We extend the dataset to train a network to get out of a
bad situation by introducing artificial disturbances.
However, the problem lies in processing the data in a short period of time. This is
where a GPU is chosen over a CPU as it is better suited for machine learning for its
technical features that help them perform large amount of data in a short time. The
GPU memory although does not provide a big volume so heterogenous
environment is used where the graphical accelerators help with calculations during
training and testing data and the analysis is then made on CPU. A graphics
accelerator is a computer microelectronics component (a chipset attached to a
video board) to which a computer program can offload the sending and refreshing
of images. Special effects typical to 2-D and 3-D images on the display monitor
and the measurement.
GPUs are currently being termed as the new CPUs in the time of cutting-edge
technologies. GPU has come out as the most dominant chip architecture for self-
driving technology because it is cost efficient and for its popularity. In terms of
creating GPU-powered AI platforms and teaming up with well-known automotive
giants, Nvidia, the world's leading GPU manufacturer, has been scoring major
wins. The US-based Nvidia recently launched a new version of the platform called
Pegasus after the launch of its original AI-based supercomputer platform Drive PX
in 2015, which can be utilized to power Level 5 autonomy. Completely
autonomous cars without pedals, steering wheels or mirrors can be supported by
this new platform.

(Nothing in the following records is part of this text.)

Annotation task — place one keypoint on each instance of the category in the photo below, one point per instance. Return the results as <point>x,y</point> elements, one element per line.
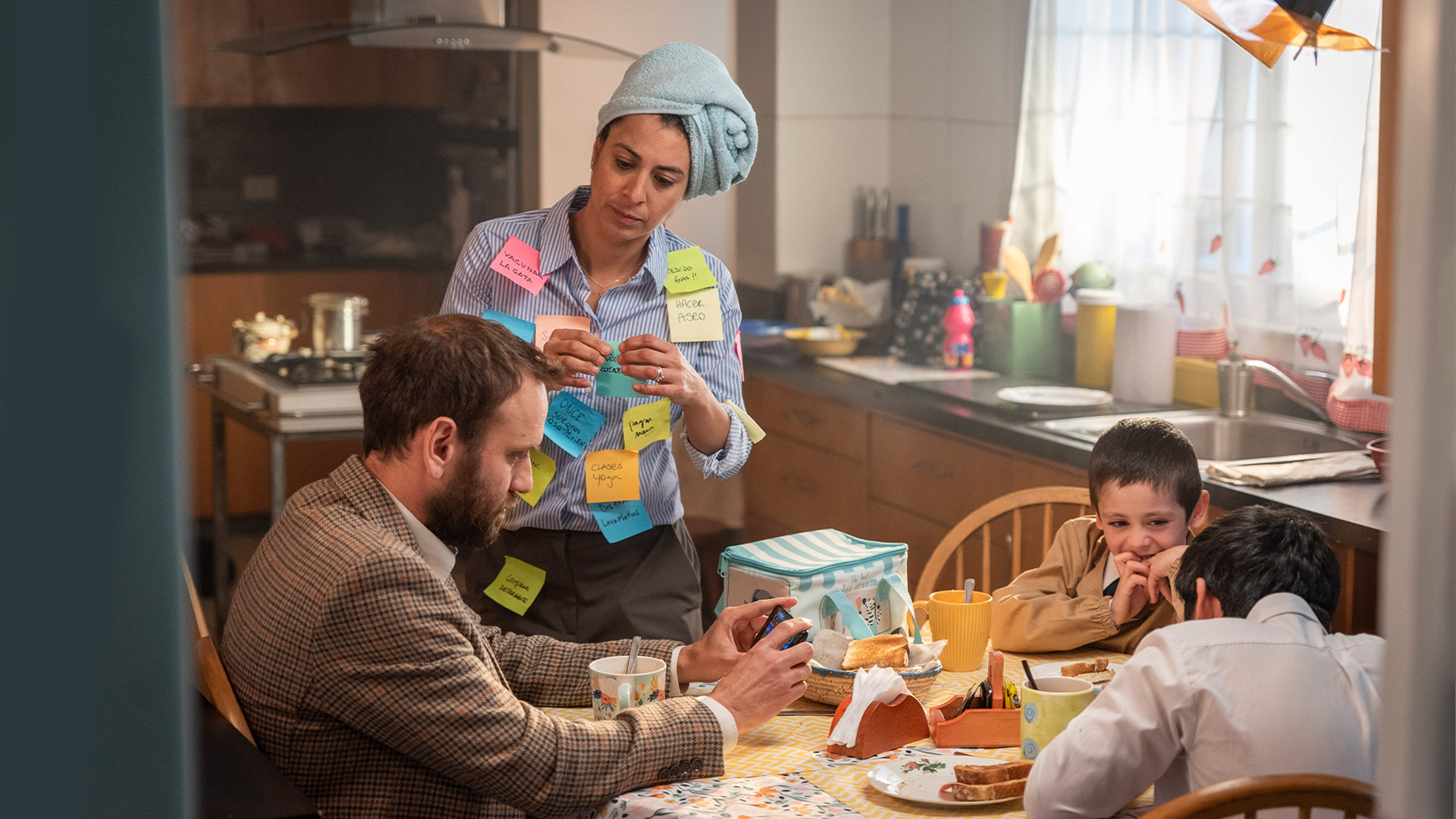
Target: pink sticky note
<point>545,325</point>
<point>522,264</point>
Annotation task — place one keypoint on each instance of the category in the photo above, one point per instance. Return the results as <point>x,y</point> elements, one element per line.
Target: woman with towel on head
<point>676,127</point>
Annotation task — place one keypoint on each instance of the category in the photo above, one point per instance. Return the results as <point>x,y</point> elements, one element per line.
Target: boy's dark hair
<point>1147,450</point>
<point>455,366</point>
<point>1258,551</point>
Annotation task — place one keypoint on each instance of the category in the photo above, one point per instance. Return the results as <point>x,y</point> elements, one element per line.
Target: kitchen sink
<point>1215,438</point>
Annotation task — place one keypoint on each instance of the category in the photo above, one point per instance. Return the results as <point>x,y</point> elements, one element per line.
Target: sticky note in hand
<point>610,381</point>
<point>620,519</point>
<point>688,271</point>
<point>546,325</point>
<point>544,468</point>
<point>647,423</point>
<point>517,585</point>
<point>522,264</point>
<point>570,423</point>
<point>695,316</point>
<point>612,474</point>
<point>522,328</point>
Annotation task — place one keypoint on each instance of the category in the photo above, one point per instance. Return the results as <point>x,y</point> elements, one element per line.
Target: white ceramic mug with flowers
<point>613,689</point>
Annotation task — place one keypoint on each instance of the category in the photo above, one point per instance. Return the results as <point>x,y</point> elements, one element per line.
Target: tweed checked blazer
<point>379,692</point>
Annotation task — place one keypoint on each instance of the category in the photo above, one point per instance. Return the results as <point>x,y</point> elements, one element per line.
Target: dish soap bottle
<point>959,322</point>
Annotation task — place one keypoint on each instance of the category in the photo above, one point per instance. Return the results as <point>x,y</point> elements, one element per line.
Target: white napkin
<point>871,686</point>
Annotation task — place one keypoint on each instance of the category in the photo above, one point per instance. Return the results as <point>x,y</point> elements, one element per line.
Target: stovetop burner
<point>305,371</point>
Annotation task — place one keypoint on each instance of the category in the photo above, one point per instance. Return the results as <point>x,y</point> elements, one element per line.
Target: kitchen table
<point>781,768</point>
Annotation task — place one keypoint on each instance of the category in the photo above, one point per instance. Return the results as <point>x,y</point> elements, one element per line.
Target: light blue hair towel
<point>689,80</point>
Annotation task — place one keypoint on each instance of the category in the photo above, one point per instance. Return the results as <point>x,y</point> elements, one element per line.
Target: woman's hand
<point>580,353</point>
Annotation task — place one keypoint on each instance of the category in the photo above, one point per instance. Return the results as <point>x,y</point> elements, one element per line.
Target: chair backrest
<point>1014,503</point>
<point>212,678</point>
<point>1251,795</point>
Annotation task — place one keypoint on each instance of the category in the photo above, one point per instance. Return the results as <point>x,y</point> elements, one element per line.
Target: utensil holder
<point>883,727</point>
<point>976,727</point>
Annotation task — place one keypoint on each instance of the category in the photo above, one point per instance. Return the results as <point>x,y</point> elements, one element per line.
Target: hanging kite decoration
<point>1264,28</point>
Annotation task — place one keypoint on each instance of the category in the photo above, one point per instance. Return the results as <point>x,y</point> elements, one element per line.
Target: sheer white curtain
<point>1158,146</point>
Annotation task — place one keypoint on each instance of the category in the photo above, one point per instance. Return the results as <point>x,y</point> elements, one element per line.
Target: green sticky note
<point>688,271</point>
<point>544,468</point>
<point>517,585</point>
<point>647,423</point>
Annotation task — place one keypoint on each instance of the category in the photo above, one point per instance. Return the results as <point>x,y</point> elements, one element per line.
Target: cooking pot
<point>337,321</point>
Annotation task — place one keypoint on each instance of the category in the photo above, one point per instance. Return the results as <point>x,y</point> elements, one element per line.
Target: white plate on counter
<point>921,780</point>
<point>1055,397</point>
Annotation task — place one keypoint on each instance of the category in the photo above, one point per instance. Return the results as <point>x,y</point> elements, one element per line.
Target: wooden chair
<point>1014,503</point>
<point>1251,795</point>
<point>212,679</point>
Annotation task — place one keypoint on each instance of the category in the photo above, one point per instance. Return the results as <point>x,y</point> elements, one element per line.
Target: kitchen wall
<point>574,88</point>
<point>919,95</point>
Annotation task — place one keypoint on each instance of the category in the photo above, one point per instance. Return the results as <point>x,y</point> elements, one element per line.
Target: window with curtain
<point>1245,194</point>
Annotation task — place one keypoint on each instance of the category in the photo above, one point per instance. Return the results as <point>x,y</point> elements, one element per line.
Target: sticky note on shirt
<point>522,328</point>
<point>544,468</point>
<point>647,423</point>
<point>755,430</point>
<point>612,475</point>
<point>620,519</point>
<point>522,264</point>
<point>570,423</point>
<point>695,316</point>
<point>688,271</point>
<point>517,585</point>
<point>610,381</point>
<point>546,325</point>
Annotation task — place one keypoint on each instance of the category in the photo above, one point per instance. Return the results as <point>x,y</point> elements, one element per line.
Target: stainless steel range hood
<point>424,24</point>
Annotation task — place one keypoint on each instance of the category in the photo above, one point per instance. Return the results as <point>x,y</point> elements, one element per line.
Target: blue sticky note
<point>520,327</point>
<point>610,381</point>
<point>620,519</point>
<point>570,423</point>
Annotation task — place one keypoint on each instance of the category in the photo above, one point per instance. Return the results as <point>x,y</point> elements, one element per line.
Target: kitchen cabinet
<point>216,299</point>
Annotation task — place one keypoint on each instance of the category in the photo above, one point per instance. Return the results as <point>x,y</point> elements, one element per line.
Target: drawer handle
<point>802,484</point>
<point>801,419</point>
<point>932,469</point>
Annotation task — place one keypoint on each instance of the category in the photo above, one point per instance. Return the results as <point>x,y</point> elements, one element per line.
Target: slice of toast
<point>983,793</point>
<point>992,774</point>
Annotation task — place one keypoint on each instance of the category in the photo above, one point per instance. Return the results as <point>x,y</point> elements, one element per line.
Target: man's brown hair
<point>455,366</point>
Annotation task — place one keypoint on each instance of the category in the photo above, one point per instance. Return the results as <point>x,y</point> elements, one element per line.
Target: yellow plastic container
<point>1097,325</point>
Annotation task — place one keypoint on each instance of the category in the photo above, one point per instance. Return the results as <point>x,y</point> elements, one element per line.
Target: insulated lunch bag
<point>842,582</point>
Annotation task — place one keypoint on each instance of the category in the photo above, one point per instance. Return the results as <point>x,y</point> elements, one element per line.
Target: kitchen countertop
<point>1351,512</point>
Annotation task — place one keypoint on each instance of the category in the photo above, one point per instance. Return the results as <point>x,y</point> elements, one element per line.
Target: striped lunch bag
<point>842,582</point>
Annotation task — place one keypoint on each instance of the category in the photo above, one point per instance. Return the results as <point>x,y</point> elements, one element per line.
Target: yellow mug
<point>1047,710</point>
<point>965,626</point>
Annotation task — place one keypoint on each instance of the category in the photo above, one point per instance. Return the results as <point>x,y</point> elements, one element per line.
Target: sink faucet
<point>1237,387</point>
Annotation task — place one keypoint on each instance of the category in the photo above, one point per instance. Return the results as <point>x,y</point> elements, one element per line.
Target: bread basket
<point>833,686</point>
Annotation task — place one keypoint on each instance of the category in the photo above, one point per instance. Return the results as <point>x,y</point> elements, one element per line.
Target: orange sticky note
<point>545,325</point>
<point>612,475</point>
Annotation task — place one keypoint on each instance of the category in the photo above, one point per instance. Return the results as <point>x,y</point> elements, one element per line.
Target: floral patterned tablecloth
<point>781,768</point>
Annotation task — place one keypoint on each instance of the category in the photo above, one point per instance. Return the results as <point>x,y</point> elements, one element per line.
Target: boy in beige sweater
<point>1103,582</point>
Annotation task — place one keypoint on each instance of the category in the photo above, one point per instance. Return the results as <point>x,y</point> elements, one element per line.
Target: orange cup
<point>965,626</point>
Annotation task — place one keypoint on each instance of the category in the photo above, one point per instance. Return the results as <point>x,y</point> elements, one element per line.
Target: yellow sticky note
<point>544,468</point>
<point>517,585</point>
<point>688,271</point>
<point>647,423</point>
<point>612,475</point>
<point>695,316</point>
<point>755,430</point>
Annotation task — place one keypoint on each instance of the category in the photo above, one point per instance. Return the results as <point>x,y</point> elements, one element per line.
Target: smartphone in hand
<point>778,615</point>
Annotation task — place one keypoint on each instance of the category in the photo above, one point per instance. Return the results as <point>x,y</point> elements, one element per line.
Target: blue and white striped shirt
<point>635,308</point>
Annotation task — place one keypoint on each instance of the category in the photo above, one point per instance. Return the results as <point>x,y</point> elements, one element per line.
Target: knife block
<point>976,727</point>
<point>883,727</point>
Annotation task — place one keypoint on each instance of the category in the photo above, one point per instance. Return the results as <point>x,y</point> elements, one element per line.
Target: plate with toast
<point>959,781</point>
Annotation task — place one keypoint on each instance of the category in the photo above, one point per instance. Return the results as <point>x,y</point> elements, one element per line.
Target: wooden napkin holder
<point>976,727</point>
<point>883,727</point>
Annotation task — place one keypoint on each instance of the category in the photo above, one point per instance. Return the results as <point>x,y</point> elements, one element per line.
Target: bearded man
<point>367,679</point>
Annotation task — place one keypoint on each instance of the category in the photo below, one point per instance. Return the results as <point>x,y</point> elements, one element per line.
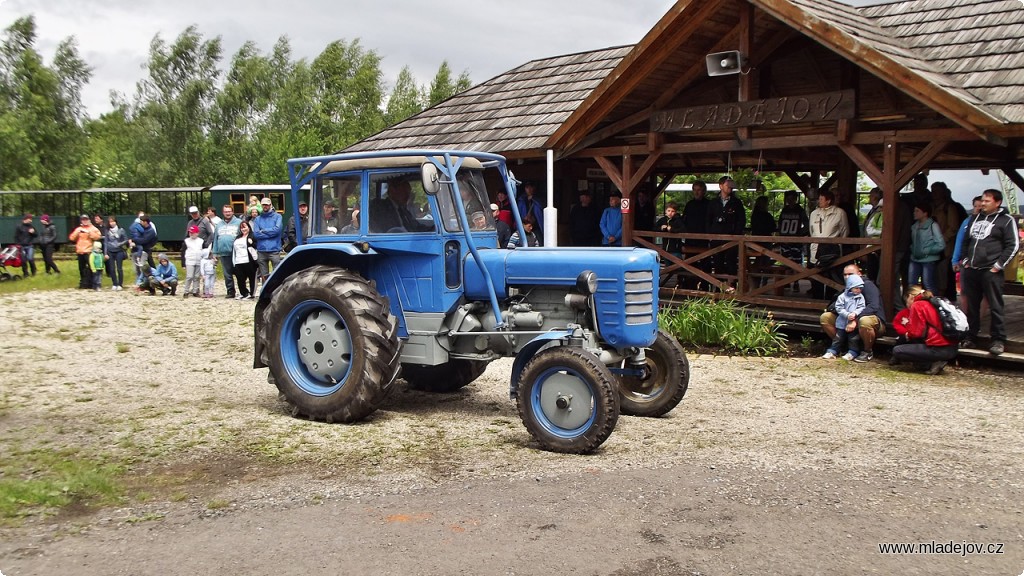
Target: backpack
<point>953,320</point>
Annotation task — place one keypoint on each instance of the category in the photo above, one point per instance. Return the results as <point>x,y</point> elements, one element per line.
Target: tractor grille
<point>639,297</point>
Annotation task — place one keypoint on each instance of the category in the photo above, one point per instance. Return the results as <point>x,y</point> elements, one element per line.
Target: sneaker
<point>865,357</point>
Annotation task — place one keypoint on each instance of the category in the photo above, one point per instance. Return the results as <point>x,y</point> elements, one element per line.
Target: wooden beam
<point>611,170</point>
<point>910,82</point>
<point>919,162</point>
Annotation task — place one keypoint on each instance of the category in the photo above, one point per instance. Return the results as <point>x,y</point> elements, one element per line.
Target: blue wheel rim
<point>315,347</point>
<point>555,381</point>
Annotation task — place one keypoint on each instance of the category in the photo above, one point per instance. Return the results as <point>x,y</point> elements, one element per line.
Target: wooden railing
<point>752,284</point>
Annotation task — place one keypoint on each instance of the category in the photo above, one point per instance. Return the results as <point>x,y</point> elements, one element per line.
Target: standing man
<point>83,237</point>
<point>611,221</point>
<point>695,221</point>
<point>223,242</point>
<point>872,229</point>
<point>991,242</point>
<point>303,225</point>
<point>26,236</point>
<point>267,232</point>
<point>48,241</point>
<point>726,215</point>
<point>585,221</point>
<point>827,220</point>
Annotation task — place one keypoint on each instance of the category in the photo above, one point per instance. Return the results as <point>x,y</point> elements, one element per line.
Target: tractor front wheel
<point>664,382</point>
<point>567,400</point>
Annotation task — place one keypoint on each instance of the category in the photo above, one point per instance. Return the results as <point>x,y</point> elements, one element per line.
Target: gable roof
<point>963,58</point>
<point>516,111</point>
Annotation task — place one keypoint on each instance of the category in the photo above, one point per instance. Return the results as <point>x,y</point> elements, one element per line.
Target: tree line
<point>190,123</point>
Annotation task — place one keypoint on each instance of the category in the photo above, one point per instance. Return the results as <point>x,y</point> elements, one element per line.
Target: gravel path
<point>797,465</point>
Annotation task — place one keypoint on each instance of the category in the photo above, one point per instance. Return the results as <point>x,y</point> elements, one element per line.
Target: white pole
<point>550,212</point>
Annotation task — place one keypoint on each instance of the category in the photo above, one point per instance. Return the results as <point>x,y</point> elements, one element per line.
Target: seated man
<point>391,213</point>
<point>870,323</point>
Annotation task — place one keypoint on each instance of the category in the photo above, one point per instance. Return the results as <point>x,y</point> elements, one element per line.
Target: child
<point>96,264</point>
<point>848,305</point>
<point>194,255</point>
<point>209,269</point>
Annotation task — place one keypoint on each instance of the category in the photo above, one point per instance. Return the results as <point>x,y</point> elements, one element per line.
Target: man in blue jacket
<point>223,241</point>
<point>611,221</point>
<point>267,231</point>
<point>989,246</point>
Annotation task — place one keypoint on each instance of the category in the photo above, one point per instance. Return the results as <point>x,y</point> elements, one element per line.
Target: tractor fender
<point>527,352</point>
<point>346,255</point>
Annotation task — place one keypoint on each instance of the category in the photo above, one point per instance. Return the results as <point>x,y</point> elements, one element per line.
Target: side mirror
<point>431,178</point>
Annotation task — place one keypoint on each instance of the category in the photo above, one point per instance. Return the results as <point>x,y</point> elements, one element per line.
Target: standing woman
<point>48,240</point>
<point>927,246</point>
<point>244,259</point>
<point>115,252</point>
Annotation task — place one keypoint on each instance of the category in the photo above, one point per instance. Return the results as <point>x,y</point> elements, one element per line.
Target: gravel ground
<point>769,465</point>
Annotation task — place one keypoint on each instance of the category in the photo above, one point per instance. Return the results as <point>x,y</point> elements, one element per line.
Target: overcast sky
<point>114,36</point>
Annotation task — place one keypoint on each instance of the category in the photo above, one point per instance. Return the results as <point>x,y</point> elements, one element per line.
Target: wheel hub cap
<point>325,345</point>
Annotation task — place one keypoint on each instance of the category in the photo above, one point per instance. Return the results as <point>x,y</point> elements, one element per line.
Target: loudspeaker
<point>724,64</point>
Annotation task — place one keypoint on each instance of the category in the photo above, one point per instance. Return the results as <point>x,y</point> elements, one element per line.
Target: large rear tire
<point>331,344</point>
<point>567,400</point>
<point>667,375</point>
<point>443,377</point>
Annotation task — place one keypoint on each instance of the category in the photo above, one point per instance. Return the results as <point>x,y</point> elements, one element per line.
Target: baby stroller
<point>10,256</point>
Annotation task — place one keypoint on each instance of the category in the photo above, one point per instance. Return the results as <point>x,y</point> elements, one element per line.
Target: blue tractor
<point>401,274</point>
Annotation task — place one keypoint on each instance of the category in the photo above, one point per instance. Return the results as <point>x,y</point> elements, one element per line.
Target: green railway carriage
<point>168,207</point>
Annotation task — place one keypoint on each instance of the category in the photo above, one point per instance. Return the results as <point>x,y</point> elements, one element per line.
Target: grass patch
<point>723,325</point>
<point>43,482</point>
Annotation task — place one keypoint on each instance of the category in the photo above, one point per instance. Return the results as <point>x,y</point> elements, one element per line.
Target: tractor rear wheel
<point>666,377</point>
<point>332,344</point>
<point>443,377</point>
<point>567,400</point>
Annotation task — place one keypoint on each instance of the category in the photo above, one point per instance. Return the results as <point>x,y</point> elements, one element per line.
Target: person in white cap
<point>205,227</point>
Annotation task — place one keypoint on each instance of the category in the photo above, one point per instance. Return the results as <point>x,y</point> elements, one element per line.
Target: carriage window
<point>337,208</point>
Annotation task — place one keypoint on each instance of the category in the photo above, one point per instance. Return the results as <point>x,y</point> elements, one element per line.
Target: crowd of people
<point>246,248</point>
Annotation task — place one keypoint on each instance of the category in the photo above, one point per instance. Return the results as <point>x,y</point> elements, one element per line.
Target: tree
<point>174,105</point>
<point>40,112</point>
<point>406,99</point>
<point>442,87</point>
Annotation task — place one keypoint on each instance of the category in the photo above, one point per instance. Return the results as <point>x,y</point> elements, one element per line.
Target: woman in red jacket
<point>924,332</point>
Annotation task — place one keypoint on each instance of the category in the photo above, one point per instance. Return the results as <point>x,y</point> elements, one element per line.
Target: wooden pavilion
<point>819,87</point>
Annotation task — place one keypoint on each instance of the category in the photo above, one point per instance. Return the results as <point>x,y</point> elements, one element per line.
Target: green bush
<point>722,325</point>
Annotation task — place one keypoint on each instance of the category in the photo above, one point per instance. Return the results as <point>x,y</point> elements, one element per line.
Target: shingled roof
<point>965,58</point>
<point>516,111</point>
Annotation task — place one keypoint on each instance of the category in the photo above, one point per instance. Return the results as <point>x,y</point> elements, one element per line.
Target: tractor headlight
<point>587,282</point>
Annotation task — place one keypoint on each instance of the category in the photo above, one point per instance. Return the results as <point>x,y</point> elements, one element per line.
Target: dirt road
<point>769,466</point>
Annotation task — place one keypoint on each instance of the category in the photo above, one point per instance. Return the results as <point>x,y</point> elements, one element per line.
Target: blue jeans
<point>925,272</point>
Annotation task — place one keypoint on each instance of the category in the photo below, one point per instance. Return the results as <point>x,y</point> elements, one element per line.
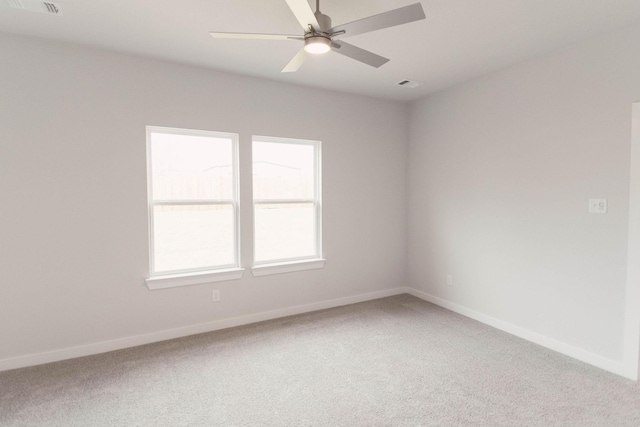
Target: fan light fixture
<point>317,45</point>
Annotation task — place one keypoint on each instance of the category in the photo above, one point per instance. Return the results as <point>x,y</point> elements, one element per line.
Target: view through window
<point>193,200</point>
<point>286,192</point>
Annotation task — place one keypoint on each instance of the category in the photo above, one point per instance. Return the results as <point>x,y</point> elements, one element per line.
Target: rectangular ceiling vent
<point>49,7</point>
<point>412,84</point>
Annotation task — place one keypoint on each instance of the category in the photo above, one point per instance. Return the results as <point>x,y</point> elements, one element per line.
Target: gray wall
<point>73,222</point>
<point>500,173</point>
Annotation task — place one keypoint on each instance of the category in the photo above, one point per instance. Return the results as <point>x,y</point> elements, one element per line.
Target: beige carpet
<point>397,361</point>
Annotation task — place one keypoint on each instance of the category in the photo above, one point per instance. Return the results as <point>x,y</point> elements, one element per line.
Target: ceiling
<point>460,39</point>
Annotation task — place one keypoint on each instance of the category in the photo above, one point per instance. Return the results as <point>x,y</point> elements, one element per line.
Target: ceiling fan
<point>320,37</point>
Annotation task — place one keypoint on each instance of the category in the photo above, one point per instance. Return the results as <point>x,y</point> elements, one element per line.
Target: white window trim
<point>287,267</point>
<point>194,278</point>
<point>207,275</point>
<point>263,268</point>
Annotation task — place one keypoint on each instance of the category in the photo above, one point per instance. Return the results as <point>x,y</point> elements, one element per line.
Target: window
<point>287,205</point>
<point>193,206</point>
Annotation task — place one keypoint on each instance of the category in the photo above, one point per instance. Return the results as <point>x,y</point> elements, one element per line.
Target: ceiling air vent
<point>49,7</point>
<point>409,83</point>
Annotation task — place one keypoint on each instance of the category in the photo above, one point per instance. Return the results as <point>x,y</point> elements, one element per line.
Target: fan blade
<point>304,14</point>
<point>358,54</point>
<point>388,19</point>
<point>254,36</point>
<point>296,61</point>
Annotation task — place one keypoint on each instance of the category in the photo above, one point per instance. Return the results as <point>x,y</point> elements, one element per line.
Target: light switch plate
<point>597,205</point>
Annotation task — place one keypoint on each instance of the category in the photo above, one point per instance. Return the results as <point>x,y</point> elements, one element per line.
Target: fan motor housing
<point>324,21</point>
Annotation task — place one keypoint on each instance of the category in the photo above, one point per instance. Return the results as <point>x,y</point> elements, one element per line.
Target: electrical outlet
<point>597,205</point>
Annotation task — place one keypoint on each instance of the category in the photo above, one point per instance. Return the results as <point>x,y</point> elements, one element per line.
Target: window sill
<point>197,278</point>
<point>287,267</point>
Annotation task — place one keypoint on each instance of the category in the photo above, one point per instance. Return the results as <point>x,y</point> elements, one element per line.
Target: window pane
<point>283,171</point>
<point>285,231</point>
<point>193,237</point>
<point>189,167</point>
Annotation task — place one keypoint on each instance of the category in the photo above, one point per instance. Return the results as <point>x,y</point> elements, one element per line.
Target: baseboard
<point>550,343</point>
<point>133,341</point>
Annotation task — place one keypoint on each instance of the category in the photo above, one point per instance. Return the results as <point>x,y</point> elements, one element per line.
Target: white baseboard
<point>550,343</point>
<point>133,341</point>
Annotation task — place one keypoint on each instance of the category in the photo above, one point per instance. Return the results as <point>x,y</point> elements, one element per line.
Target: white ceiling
<point>459,40</point>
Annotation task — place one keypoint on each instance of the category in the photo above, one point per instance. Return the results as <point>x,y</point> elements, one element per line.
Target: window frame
<point>206,274</point>
<point>283,265</point>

It has been built on Nvidia's CUDA GPUs which has intensified
its computing speed by 10 times and lowered the power consumption by 16 times.
Given the instances of the construction of new products by GPU manufacturers,
particularly Nvidia, it can certainly be argued that the criticality of GPU-powered
AI platforms in the efficient implementation of autonomous vehicles. Many more
such technologies are in the works and will accelerate the production of big data
systems powered by AI, in which GPUs will play a key role in the growth of AI.
Final conclusion:
For accomplishing elite from CPU-GPU Processors numerous means were taken in the
light of engineering progression in plan, computational strategies and advancement. We
will initially take a gander at the condition of craft of GPU-CPU structures and attempt to
comprehend CPU-GPU plan. Next, we are zeroing in on significant improvements in every
aspect of CPU-GPU Processors as indicated by research considers. We will at that point
look at the collaboration between CPU-GPU and their execution conduct. At last, we will
inspect future for CPU-GPU frameworks.